Voters see action from the Trump Administration, but they don't like what they're seeing. For them, this isn't about ensuring that Elon Musk, Mark Zuckerberg, and Jeff Bezos can add zeroes to their net worth. It's about making sure they have a job and can afford to pay their bills. AI politics aren’t abstract: everyone is living with the problem, and the public's growing consensus says to Washington, "Back Big Tech over us at your own electoral peril."

- By a two-to-one margin, voters believe the Trump Administration is too close to Big Tech. (54% too close, 26% not too close)
- Nearly half of people (49%) believe Big Tech benefits most when the Trump Administration makes AI policy decisions, and only 13% believe the Trump Administration’s decisions benefit families or workers.
- By a two-to-one margin, voters believe states should be able to pass their own AI regulations and oppose preemption. (57% support states’ ability to craft AI laws, 24% oppose)
- 61% of people believe that Big Tech has too much influence in Washington.
- Over two-thirds (69%) of Americans believe AI will eliminate or reduce job opportunities.
- 63% of people believe AI will expose young people to harmful content online.
- Only 38% of Americans believe AI will improve the economy, while 45% believe that AI will make the economy worse.
- A majority of Americans (51%) believe that AI will undermine civil discourse in our democracy.
TOP-Morning Consult, December 2025.

🪫 AI DATA CENTERS: The costs are getting real, and the energy demand shows no end in sight. Massive data centers are the physical backbone of AI and the physical manifestation of a public fed up with being forced to use AI products they don't want, watching children and young people struggle to learn and adapt in the real world, and footing Big Tech's energy bill every month.
They’re spreading fast, often in rural areas that are hungry for jobs and growth. But communities in almost every state are discovering they end up meaning greater demand on our aging power grid, unforeseen health and environmental impacts, backroom deals that overwhelmingly favor the tech giants, and spiking energy costs for everyone.
Big Tech is shifting the energy burden of AI onto the backs of everyday people, often in economically vulnerable communities, while locking in generous taxpayer-funded incentives at the same time. That raw deal is sparking a grassroots backlash of its own. In just three months, 20 proposals in 11 states were blocked or delayed due to community opposition, according to a recent Data Center Watch report – a 125% surge in data center opposition.
An Indiana organizer said: “This by far is the biggest kind of local pushback I’ve ever seen here.”
In Oklahoma, data center opponents are lining highways with signs that call out Big Tech’s underhanded tactics with messages like “NDAs Betray.”

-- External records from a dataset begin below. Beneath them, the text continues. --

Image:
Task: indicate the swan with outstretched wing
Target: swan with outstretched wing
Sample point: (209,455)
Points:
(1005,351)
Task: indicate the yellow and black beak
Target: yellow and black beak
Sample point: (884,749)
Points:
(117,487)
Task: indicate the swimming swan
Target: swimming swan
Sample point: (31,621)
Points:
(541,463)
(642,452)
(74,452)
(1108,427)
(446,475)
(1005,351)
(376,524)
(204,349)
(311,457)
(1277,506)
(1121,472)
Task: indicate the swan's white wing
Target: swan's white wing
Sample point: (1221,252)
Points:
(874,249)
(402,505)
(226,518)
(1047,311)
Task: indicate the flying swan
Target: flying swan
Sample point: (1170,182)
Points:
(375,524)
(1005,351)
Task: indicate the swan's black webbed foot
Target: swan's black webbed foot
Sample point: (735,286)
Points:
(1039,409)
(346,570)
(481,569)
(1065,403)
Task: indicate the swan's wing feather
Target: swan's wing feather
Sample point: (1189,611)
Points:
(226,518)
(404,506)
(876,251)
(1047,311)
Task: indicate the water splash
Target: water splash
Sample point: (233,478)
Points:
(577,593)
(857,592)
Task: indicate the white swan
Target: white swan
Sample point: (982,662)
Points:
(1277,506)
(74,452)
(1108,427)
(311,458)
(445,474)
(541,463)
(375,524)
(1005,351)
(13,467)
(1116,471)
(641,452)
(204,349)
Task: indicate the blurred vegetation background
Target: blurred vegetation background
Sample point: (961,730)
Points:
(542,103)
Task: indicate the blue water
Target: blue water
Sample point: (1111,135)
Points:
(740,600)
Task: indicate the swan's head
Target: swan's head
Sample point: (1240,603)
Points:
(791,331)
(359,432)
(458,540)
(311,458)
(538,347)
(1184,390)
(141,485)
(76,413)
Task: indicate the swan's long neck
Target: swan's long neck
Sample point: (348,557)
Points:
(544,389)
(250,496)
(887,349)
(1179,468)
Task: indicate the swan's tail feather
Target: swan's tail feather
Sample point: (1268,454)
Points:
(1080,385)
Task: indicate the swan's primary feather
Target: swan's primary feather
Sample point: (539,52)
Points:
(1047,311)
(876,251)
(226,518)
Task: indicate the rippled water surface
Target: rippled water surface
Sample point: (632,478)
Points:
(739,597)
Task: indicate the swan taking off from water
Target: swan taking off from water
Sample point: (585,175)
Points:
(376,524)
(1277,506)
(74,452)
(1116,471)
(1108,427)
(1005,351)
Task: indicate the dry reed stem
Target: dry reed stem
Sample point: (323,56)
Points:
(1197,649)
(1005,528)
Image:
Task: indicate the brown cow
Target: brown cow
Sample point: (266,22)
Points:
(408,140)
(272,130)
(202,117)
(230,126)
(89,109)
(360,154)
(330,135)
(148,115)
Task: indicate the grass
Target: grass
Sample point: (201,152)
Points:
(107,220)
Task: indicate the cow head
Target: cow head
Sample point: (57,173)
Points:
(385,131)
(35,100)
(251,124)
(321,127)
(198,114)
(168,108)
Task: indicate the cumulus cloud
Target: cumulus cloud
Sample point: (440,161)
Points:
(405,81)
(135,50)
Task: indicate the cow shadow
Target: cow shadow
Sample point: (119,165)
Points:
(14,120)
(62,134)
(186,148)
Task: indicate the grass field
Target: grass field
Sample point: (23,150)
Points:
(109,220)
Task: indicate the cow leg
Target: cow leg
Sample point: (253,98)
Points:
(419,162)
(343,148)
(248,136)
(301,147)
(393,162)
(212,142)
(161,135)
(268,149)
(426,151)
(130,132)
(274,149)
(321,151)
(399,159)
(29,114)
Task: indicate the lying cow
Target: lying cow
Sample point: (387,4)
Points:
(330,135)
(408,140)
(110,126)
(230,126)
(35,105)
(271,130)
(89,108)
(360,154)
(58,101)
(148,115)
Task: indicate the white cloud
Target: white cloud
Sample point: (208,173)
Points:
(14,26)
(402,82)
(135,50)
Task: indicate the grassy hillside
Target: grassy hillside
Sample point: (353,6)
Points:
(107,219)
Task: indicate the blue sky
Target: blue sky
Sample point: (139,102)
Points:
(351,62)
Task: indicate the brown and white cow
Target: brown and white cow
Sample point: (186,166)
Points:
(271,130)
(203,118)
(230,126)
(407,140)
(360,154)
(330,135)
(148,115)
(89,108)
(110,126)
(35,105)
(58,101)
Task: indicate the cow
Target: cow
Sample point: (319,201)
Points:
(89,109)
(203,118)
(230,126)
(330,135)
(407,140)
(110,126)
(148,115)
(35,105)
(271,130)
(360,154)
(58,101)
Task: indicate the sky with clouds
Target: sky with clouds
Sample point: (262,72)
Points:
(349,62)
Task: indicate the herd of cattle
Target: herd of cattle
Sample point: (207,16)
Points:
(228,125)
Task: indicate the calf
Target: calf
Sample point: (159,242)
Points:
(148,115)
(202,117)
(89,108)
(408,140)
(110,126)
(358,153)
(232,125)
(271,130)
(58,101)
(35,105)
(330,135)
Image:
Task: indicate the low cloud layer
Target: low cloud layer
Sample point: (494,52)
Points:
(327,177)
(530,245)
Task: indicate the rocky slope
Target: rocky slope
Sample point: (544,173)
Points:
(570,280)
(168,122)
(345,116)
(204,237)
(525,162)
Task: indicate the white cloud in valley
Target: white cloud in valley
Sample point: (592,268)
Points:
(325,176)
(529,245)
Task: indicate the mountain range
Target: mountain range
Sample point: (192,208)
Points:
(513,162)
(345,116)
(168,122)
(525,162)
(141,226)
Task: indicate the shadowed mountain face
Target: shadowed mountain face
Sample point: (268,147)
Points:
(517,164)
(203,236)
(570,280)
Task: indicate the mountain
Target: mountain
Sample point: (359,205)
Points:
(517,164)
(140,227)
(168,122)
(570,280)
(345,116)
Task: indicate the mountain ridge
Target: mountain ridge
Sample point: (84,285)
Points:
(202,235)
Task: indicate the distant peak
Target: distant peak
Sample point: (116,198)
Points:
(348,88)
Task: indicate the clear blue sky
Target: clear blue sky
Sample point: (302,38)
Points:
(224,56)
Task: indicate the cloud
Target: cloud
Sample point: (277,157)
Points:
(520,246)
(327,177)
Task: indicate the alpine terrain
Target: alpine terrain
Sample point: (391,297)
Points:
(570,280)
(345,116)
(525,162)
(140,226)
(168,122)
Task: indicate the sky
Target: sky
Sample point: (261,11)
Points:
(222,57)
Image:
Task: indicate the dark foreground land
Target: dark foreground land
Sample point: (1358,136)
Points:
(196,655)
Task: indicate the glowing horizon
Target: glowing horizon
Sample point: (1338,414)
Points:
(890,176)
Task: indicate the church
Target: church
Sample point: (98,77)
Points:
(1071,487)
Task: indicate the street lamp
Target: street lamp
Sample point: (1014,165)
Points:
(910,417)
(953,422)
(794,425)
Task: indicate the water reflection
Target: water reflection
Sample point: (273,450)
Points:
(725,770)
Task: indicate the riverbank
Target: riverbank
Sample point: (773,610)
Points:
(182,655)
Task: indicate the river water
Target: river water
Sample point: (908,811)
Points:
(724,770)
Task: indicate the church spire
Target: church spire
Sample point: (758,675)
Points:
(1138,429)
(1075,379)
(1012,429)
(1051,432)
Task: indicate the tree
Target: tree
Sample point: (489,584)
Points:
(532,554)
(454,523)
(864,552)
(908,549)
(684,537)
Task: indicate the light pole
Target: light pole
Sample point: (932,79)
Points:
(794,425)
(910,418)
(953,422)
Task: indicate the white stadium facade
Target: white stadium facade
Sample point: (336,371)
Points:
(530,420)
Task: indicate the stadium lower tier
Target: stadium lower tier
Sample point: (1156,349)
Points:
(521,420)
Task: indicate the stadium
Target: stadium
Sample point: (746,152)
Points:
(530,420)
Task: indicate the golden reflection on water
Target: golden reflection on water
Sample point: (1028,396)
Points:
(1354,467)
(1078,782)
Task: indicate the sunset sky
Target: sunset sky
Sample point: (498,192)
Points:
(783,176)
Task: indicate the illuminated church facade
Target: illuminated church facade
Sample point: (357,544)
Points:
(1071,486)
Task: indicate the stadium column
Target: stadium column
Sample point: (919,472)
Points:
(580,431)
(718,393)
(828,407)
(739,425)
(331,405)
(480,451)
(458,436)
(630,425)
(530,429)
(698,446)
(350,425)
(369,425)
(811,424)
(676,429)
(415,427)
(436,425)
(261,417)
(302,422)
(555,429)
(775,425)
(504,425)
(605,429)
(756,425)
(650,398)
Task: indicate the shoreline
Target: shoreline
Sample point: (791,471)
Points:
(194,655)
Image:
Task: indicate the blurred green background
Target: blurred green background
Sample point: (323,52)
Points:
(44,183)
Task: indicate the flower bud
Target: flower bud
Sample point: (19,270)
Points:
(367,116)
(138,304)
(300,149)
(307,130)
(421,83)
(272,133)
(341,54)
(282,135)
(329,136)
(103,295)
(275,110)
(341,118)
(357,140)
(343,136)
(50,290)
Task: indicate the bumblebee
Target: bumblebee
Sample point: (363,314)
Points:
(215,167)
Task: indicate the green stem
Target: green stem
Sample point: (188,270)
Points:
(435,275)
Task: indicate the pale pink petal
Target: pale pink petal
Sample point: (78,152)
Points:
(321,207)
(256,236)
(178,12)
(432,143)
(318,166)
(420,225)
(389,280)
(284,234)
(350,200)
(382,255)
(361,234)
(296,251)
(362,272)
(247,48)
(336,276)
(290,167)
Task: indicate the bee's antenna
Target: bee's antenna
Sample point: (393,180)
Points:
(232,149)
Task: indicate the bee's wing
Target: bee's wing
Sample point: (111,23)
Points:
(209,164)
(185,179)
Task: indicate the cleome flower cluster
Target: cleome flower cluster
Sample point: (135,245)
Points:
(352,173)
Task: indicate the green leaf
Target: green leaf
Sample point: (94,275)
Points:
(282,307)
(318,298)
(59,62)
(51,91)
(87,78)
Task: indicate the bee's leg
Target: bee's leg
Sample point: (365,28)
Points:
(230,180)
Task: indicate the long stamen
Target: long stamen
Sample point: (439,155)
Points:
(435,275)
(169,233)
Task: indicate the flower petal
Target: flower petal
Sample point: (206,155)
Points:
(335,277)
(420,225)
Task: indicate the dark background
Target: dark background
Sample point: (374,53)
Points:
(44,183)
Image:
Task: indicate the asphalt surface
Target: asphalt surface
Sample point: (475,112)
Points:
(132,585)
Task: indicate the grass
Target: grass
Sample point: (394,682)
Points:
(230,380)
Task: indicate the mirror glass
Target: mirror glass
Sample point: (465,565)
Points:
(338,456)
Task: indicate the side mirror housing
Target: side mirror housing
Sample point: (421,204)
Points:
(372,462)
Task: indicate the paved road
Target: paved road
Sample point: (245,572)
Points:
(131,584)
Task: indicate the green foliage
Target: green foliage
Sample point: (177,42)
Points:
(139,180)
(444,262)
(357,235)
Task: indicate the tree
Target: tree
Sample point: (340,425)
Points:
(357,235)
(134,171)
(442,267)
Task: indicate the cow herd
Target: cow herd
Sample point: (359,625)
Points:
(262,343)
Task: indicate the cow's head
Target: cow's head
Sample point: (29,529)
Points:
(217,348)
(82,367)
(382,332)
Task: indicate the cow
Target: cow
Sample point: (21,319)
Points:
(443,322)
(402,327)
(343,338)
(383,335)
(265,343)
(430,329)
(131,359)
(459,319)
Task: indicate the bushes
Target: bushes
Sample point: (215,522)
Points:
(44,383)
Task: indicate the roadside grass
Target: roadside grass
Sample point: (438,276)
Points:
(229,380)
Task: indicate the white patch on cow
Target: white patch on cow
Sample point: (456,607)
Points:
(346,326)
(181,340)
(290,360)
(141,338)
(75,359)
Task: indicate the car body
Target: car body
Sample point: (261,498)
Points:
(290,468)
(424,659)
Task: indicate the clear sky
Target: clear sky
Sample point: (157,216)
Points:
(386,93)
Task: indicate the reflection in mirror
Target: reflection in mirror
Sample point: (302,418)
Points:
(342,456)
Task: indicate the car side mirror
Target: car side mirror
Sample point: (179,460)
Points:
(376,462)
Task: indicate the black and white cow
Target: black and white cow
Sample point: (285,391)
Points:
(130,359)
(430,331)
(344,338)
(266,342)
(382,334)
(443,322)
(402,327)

The deals among utilities, utility regulators, and Big Tech are particularly galling — and expensive. Virginia, for instance, is projected to lose $1.6 billion in sales and use tax revenue in a single year to data center tax exemptions. That’s money not going to schools, infrastructure, or tax relief for residents.
Last November in Georgia, Democrats flipped two seats on the Public Service Commission for the first time in decades as local residents contended with spiking utility bills tied to AI data centers.
All these deals are happening largely out of public view: The American Economic Liberties Project documents how these deals are negotiated behind closed doors, limiting transparency and locking states into long-term losses.
This is Big Tech’s AI economy in practice: private profits, socialized costs. Communities pay more. Governments collect less. Big Tech calls it progress. But increasingly, voters are saying they’ve had enough.